We’re late to the subject, but the latest Republican freakout over the “fascist socialism” inherent in the new healthcare act is over simply this — a requirement that chain restaurants print calorie counts conspicuously on their menus. The operative section is § 4205 of H.R. 3590, the first bill, providing, with exceptions for daily and intermittent specials, that:
[I]n the case of food that is a standard menu item that is offered for sale in a restaurant or similar retail food establishment that is part of a chain with 20 or more locations doing business under the same name (regardless of the type of ownership of the locations) and offering for sale substantially the same menu items, the restaurant or similar retail food establishment shall disclose the information described in subclauses (ii) and (iii):
Namely, next to the item, the calorie count of the item; and elsewhere on the menu, once, the average calories per item on the restaurant’s menu, and a suggested daily intake.
The chain qualifier is critical, and rebuts the argument that this requirement will drive out of business mom & pop restaurants that somehow can’t afford a one-time assessment of their menu’s caloric contents. Further, this provision both comports with federal law, and falls in line with traditional disclosure requirements we expect of other products presenting hidden dangers.
In Heart of Atlanta Motel v. U.S., 379 U.S. 241 (1964) the Supreme Court upheld the validity of the exercise of commerce clause authority over restaurants, yes, and businesses whose interactions with interstate commerce arise only from so much as the purchase of ingredients or solicitation of business from outside the state’s borders. A strained interpretation, maybe, but instrumentally, it prevents facilities from legally “blackholing” themselves to avoid federal law. This is probably a good thing.
Further, menu-printed calorie disclosures will probably duplicate information available on the internet — as in the case of, say, Chili’s or McDonald’s. But where a manufacturer or designer possesses material information that Congress determines should also be known by the consumer, we’ve only rarely permitted companies to divorce disclosure from consumption. We can assume, for example, that any smoker will know that smoking causes cancer; yet we require conspicuous, on-package labeling. We can further assume that most investors with even a quantum of common sense will look up a company online before buying its stock.
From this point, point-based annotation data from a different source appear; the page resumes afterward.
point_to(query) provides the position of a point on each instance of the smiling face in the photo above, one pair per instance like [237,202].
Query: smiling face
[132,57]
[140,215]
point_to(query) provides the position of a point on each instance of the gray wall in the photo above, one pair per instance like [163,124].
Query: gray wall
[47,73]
But only “well-known, seasoned issuers” can comply with Securities Act disclosure requirements by putting their prospectuses online, or by incorporation-by-reference. We always demand that a marketer frontload disclosures.
The only material distinction between cigarettes, financial products, and food is that we’ve only recently begun to regard food as potentially dangerous. If that’s the issue conservatives want to fight, we should be clear about where, exactly, the battlefield lies.
To close, let’s return to the limited scope of this provision: in my admittedly short life, I’ve been fortunate enough to come to know, fairly well, areas ranging from major metropoles, to second-cities, county seats, and small towns. In each, the only restaurants I’ve run across that could ever check the “20 or more locations” box are national chains. Regional chains will only rarely rise to that level (southern favorite Mellow Mushroom does; but below that level, not even Sinclair’s, a pervasive Alabama presence, will) and local gems (Taqueria Del Sol in Atlanta, Storm’s in Hamilton, TX) fall well below the reporting threshold. Don’t let conservatives convince you they’re going to bad for the little guy. As always, he’s last on their mind.